On this 3 day ride, I’m crossing the Caprivi Strip. Under-visited, the Caprivi Strip is a long tongue of land that belongs to Namibia that forms a buffer between Zambia, Botswana and Angola. A highway slides down the center of the strip, and doesn’t fashion even the slightest bend as it does. For many, this type of driving would put them to sleep. For me, it sets me into a trance of self-reflection and brain-storming. These are the moments in Africa I’ve cherished the most. These moments have often been emotional. Sometimes they break me down. Other times, I find myself telling jokes to the air and laughing hysterically as I ride. I usually sing to myself. I’ll never forget the time I was signing a Bob Marley song through a small village in Ghana completely zoned out to the thought that my visor was open and the whole town could hear. A teenager at the side of the road started singing along “Buffalo Soldier… in the heart of Americaaaaa.”
Through all the incredible sights, amazing destinations, and wonderful people I’ve met in Africa, it’s going to be these rides that I remember the most.
I spend my first night alone at a Caprivi River Lodge sat on the banks of the Zambezi River. I sit on a balcony with the river below me, hippos calling on the other side of shore, crocodiles swimming through the submerged trees, and a troop of clever vervet monkeys dancing through the trees. Through candle light, I sit alone laughing at the antics of nature and at peace by myself. After struggling so bad with loneliness through much of my ride down Africa, I’m glad to be alone tonight. I’m at peace with myself and the world around it. I’m at peace with my life and what it has become.

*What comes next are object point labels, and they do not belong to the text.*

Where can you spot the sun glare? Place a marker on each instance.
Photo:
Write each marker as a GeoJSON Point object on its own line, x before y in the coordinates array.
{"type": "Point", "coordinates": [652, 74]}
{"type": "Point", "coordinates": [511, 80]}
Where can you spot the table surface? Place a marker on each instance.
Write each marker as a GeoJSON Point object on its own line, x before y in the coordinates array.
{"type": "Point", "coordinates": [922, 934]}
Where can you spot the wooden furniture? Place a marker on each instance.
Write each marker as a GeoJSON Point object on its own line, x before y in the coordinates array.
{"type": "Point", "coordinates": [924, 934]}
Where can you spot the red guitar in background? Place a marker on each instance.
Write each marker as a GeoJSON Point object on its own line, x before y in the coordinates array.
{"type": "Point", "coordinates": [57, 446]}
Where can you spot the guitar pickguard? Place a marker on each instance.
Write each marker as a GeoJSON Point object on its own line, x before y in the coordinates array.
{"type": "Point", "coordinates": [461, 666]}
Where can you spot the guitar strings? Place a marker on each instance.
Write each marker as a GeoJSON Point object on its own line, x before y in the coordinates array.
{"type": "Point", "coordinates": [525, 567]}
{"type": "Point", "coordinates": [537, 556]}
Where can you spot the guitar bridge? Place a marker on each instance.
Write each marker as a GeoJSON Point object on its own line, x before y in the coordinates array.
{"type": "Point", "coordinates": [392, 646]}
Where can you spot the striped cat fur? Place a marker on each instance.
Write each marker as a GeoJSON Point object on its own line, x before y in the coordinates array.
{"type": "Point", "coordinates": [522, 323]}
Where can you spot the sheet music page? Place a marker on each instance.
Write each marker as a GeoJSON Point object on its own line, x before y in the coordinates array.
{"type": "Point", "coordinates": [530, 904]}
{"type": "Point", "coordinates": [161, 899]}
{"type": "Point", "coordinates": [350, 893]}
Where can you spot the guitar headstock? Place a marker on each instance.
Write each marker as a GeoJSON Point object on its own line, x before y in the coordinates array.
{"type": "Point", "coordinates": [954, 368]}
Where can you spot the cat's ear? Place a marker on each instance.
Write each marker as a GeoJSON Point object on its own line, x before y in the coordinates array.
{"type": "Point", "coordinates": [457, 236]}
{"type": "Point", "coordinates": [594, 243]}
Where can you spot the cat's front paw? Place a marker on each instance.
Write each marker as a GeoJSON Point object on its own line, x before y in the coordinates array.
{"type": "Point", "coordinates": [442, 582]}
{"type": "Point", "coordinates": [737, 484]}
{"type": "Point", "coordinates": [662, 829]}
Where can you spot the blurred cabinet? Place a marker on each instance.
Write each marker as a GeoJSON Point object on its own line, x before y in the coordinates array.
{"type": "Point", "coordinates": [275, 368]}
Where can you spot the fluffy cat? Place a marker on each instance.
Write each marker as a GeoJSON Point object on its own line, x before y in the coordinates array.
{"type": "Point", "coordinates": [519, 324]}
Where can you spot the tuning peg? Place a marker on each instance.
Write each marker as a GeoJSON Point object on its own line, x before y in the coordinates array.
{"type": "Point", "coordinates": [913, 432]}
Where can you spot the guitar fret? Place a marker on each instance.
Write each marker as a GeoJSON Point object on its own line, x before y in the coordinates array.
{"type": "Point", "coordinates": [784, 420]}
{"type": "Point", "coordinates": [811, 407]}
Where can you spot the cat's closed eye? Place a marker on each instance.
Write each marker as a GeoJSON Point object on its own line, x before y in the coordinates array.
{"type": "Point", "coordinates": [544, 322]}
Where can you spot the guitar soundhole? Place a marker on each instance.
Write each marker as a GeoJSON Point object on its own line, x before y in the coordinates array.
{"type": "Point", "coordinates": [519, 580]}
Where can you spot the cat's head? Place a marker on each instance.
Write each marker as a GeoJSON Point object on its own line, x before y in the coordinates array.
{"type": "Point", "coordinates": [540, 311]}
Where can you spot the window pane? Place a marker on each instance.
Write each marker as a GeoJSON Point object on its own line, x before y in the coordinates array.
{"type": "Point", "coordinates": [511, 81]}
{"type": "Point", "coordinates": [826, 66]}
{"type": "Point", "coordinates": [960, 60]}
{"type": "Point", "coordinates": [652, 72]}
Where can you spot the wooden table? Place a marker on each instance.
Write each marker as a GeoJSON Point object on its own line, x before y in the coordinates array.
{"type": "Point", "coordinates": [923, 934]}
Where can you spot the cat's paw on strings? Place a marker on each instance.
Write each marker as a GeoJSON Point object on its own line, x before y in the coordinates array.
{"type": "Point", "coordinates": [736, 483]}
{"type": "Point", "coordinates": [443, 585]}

At dawn, I saddle up Anne Murray and take on the heart of the Caprivi Strip. The trip can again only be characterized by one word: peace. This place wasn’t always so peaceful though. Through the heart of the 1990s, the Caprivi Strip was engulfed in civil conflict. Some claim it was a fight for independence, others say it was the result of side-taking during the war in nearby Congo, and others say it was a long overdue carryover from the Angolan war and the seeds of socialism left by the likes of Che Guevera. What is clear is that those feelings, if still present, are tucked well below the surface of local life on the Caprivi Strip. I can’t imagine how this was a place of conflict once, as every one I pass tosses a giant smile and waves in jubilation. Tourism, it seems, has taken hold of the region and people now fight for the attention of passing 4x4s, tour buses, and crazy white men on scooters.

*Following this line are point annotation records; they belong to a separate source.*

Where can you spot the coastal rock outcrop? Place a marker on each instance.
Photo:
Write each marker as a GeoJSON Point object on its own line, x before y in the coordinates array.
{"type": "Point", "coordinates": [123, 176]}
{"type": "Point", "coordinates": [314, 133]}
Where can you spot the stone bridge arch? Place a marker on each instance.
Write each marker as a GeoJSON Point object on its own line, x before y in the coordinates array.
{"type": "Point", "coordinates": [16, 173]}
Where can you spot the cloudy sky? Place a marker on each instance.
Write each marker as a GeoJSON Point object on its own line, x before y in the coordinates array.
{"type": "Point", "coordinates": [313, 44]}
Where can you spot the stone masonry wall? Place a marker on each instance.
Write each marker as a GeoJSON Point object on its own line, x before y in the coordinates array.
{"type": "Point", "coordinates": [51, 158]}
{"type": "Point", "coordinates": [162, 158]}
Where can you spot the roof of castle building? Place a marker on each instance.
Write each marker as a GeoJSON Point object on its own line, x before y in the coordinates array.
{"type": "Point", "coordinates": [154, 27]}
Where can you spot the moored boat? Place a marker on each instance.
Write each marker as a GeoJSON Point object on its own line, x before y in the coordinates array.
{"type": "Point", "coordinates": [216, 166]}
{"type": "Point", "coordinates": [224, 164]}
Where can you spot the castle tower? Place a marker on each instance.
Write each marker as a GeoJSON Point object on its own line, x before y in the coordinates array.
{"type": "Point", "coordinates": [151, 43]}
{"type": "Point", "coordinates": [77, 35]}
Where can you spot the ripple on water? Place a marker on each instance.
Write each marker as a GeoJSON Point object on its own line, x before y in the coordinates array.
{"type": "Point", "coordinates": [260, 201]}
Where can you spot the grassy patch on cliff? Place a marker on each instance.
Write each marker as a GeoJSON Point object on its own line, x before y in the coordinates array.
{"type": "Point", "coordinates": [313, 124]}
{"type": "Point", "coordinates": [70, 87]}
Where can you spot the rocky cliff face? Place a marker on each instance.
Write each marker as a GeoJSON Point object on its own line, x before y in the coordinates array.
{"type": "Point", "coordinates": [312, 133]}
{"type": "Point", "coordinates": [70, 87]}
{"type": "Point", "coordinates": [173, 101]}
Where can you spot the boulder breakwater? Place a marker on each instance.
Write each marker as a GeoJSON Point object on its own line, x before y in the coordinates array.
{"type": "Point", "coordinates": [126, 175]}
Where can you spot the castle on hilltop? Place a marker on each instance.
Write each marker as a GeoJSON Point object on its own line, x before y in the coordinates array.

While driving through Bwabwata National Park, I see a heard of elephants browsing through the shrubs in the distance. I stop, pull out my camera gear and photograph the scene in awe. As I pack up my equipment, I hear shuffling behind me. I twist my head to see a large male elephant walking briskly towards me. I race to my scooter and jump on. I’ve left her running just in case something were to come up; elephants, zebra, antelope and even lions that can be found along the strip. I twist the throttle and toss my head over my shoulder to see the big elephant is now chasing me down the highway at full speed. I’ve learned a couple things today. My scooter can outrun a male elephant – though just barely- and it’s incredibly uncomfortable driving a scooter with a pair of pants full of poo. I drive off again laughing hysterically. Oh, the adventures I have. I wonder what it would be like to have a partner in these adventures, but at the end of the day, I’m not sure I’d have them if I had a partner.

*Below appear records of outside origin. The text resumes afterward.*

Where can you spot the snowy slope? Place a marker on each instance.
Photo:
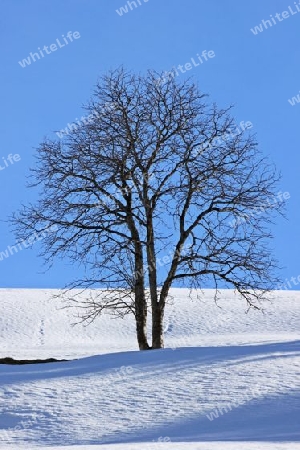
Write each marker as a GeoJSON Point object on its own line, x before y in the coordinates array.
{"type": "Point", "coordinates": [226, 376]}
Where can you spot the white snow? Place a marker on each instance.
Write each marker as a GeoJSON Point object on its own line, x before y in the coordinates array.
{"type": "Point", "coordinates": [227, 380]}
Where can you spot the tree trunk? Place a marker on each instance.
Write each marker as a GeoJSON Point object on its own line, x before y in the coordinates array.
{"type": "Point", "coordinates": [141, 332]}
{"type": "Point", "coordinates": [157, 327]}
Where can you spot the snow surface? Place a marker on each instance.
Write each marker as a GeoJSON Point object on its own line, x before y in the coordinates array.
{"type": "Point", "coordinates": [227, 380]}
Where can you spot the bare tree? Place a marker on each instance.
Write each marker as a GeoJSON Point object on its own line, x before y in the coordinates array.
{"type": "Point", "coordinates": [147, 192]}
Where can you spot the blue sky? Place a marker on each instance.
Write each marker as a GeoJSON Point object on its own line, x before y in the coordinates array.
{"type": "Point", "coordinates": [257, 73]}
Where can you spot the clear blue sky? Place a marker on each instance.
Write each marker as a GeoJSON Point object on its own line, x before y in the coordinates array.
{"type": "Point", "coordinates": [257, 73]}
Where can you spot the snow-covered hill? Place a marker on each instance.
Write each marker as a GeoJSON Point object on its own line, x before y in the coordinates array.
{"type": "Point", "coordinates": [224, 376]}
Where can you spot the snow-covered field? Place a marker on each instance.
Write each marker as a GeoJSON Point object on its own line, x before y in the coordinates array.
{"type": "Point", "coordinates": [226, 381]}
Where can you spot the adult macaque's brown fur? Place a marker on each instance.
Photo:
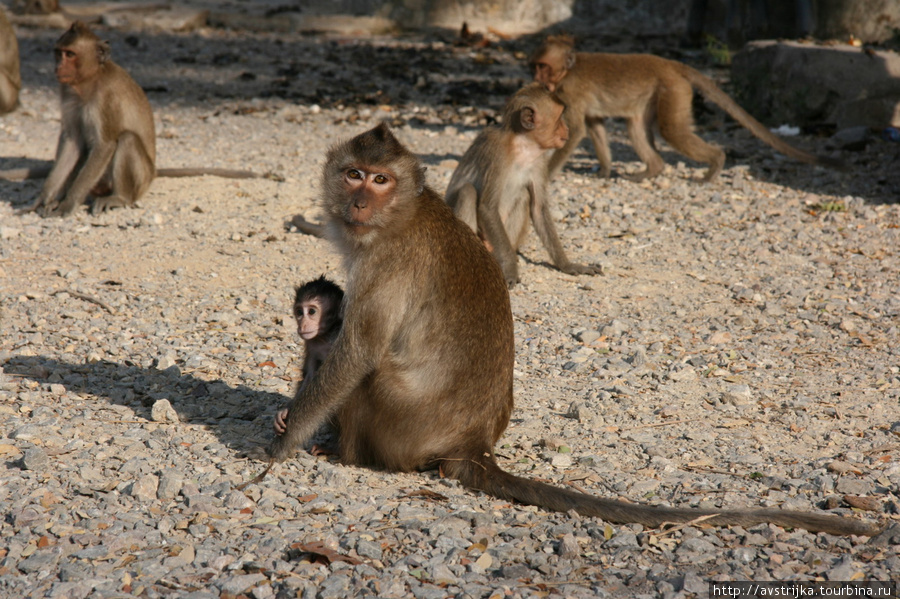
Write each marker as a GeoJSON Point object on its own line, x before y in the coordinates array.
{"type": "Point", "coordinates": [500, 185]}
{"type": "Point", "coordinates": [421, 374]}
{"type": "Point", "coordinates": [645, 90]}
{"type": "Point", "coordinates": [10, 77]}
{"type": "Point", "coordinates": [107, 142]}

By the time my trip across the Caprivi is complete, I find myself lounging over the Okavango River with a beer in my hand. Although I’m surrounded by hippos chirping and elephants calling from across the river, again I’m alone. However, unlike the heart of West and Central Africa, it doesn’t feel as dire this time. It doesn’t feel as desperate. Maybe I needed the comfort up there and down here I don’t. Maybe, like most things in life, time alone is something you need in moderation. Or maybe I learned something in the trenches of the heart of Africa. You’re never alone. The thoughts from family and friends will always carry you no matter how alone, and how far from them you may be. And at the end of the day, if you can be at peace with the person you are, then you’ll always find solace.
I’m 2,500 kms from Cape Town and have a month to get there. The journey is almost over, but the emotions that the ride coming to an end are only starting.
I leave the hip confines of Ngepi Camp and ride off towards the heartlands of Namibia. A tear rolls from my eye to my cheek as I think about the end. How will I react when I see that “Welcome to Cape Town” sign? How will I react when the shoes of the plane lift me from this continent. I’ve grown to love and hate this continent. I’ve left so much of myself here and gained so much from it. I’ve laughed and I’ve been brought to my knees. Life here has been tense and it has been joyful. The truth is, my relationship with Africa is likely the strongest and most real I’ve had in years. And like any relationship, it can be exhausting at times. So today, I’m thankful that the Caprivi Strip has managed to bring some peace to my journey, and I’m sure that someday I’ll look back at this point in Africa and realize this is where the journey began to come to a close; and the point I realized I achieved what I really set out to do.